Excerpt. © Reprinted by permission. All rights reserved.:
· ONE ·

Henry walked out of the doctor’s office and the drumming rain that had begun to fall went straight through his thin white hair, wetting his head and sending a chill down his back. Instead of putting on his hat, he placed the flat of his palm on his forehead and stroked the dampness accruing there. He sat down on the edge of the porch, quickly soaking the seat of his pants.

He rubbed his hands together and massaged the pain in his knuckles, then lifted his left foot and took hold of the heel of his boot and tugged it off. He straightened his back, took a breath, and in a moment crossed his right leg over stiffly and removed the other boot. Henry decided, because it was his option to do so, that he would abandon his boots. He paired them up evenly there on the boards.

Henry could not remember when last he had walked barefoot in the rain, mud squishing up between his toes. He believed it was Black Elk, or maybe Chief Seattle, who had said that the man who always wears his moccasins thinks the earth is covered with leather. Henry looked at his boots and wondered how long they would sit before someone took them. They were good Wellingtons and not badly worn, and he thought someone would be surprised to find a pair of boots on the porch at Dr. Belton’s place.
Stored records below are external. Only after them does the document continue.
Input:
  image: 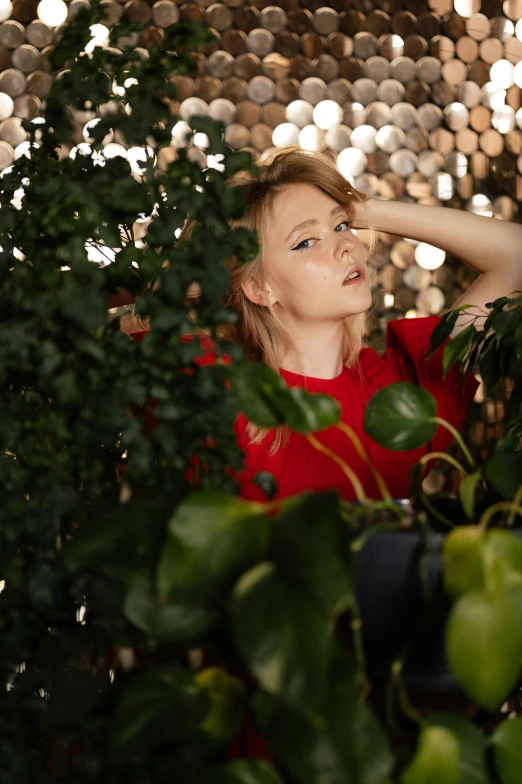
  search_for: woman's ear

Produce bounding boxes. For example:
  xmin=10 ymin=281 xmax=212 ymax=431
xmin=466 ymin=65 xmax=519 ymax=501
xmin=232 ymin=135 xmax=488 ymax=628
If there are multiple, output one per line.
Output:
xmin=241 ymin=278 xmax=273 ymax=307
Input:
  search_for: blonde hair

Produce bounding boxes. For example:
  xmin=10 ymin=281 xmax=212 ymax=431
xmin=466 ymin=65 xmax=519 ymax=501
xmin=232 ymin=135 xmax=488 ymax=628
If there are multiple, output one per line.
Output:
xmin=224 ymin=147 xmax=376 ymax=454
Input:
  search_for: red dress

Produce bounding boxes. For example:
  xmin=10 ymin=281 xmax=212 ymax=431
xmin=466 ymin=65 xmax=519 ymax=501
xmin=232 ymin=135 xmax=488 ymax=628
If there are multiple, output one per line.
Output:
xmin=132 ymin=316 xmax=478 ymax=761
xmin=235 ymin=316 xmax=478 ymax=501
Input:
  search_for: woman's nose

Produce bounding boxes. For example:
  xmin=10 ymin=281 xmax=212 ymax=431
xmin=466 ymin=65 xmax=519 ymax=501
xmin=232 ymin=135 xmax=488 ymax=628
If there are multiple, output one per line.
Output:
xmin=336 ymin=237 xmax=354 ymax=261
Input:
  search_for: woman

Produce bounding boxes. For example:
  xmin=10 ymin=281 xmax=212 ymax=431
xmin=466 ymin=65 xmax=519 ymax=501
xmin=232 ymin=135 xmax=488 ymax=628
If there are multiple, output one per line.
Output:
xmin=219 ymin=149 xmax=522 ymax=500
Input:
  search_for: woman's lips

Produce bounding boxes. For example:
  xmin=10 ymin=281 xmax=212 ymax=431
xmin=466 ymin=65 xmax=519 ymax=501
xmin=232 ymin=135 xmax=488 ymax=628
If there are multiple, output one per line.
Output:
xmin=342 ymin=265 xmax=366 ymax=286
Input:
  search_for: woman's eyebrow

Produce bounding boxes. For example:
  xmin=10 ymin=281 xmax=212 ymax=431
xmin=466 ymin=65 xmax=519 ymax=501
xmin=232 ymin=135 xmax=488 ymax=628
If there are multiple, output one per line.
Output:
xmin=285 ymin=204 xmax=346 ymax=243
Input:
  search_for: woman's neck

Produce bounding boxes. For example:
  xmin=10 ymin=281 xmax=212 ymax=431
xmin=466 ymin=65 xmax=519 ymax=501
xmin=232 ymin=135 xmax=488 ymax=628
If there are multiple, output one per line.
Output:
xmin=281 ymin=322 xmax=344 ymax=379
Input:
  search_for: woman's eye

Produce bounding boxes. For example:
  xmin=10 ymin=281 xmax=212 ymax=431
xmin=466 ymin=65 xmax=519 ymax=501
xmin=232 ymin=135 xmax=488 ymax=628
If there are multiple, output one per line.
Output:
xmin=292 ymin=220 xmax=352 ymax=250
xmin=292 ymin=237 xmax=313 ymax=250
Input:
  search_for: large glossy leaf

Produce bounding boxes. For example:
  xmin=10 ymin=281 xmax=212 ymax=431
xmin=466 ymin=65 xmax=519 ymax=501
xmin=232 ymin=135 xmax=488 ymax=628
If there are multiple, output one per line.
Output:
xmin=442 ymin=525 xmax=485 ymax=596
xmin=400 ymin=724 xmax=460 ymax=784
xmin=484 ymin=529 xmax=522 ymax=628
xmin=429 ymin=713 xmax=489 ymax=784
xmin=230 ymin=363 xmax=341 ymax=433
xmin=486 ymin=452 xmax=522 ymax=499
xmin=205 ymin=759 xmax=283 ymax=784
xmin=271 ymin=493 xmax=353 ymax=616
xmin=446 ymin=592 xmax=522 ymax=710
xmin=253 ymin=651 xmax=392 ymax=784
xmin=364 ymin=381 xmax=437 ymax=451
xmin=157 ymin=490 xmax=270 ymax=603
xmin=123 ymin=575 xmax=217 ymax=642
xmin=231 ymin=563 xmax=333 ymax=713
xmin=490 ymin=716 xmax=522 ymax=784
xmin=111 ymin=667 xmax=209 ymax=749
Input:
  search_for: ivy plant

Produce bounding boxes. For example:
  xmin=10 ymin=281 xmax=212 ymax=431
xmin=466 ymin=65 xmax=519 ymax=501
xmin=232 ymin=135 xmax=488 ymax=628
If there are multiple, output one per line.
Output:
xmin=0 ymin=0 xmax=522 ymax=784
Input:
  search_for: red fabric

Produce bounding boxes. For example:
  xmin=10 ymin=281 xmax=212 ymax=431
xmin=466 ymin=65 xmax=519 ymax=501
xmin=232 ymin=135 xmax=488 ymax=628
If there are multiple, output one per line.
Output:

Henry planted his palms on his knees, caressed the wet brown twill trousers, and from those points levered himself to standing. He would let his feet know that this piece of earth was covered with mud, and thought perhaps they’d enjoy knowing that.

He tilted his face downward and was lifting his rumpled and sweat-stained felt hat when he heard his name called and, looking up, saw a horse and wagon drawing near the plank sidewalk in front of which he stood. Twenty years earlier in Nampa, Idaho, the first automobile had been delivered on a flat train car. Now in 1925 the tables were turned and only a few stubborn sorts still went about in horse-drawn carriages or wagons. This driver was among them. He sat alone on the buckboard seat, the long leather reins drawn tight in his gloved hand, making to stop his dappled gray Appaloosa. With his left hand the driver pulled back hard on the brake shaft.

“Whoa! Whoa back there, Bo,” the driver said.

The horse slowed his walk, its hooves sucking at the muddy street, but did not come to a stop until the wagon was dead even with Henry. This side street was one of four remaining unoiled or unpaved streets in Nampa, and some of Dr. Belton’s patients said perhaps the dust and mud was unsanitary, but the doctor disagreed. He did not like automobiles himself, and he owned the entire block, so the town council took their pavement and their oiling elsewhere for the time being. That kept at least some of the cars away, and the smell of oil out of the air.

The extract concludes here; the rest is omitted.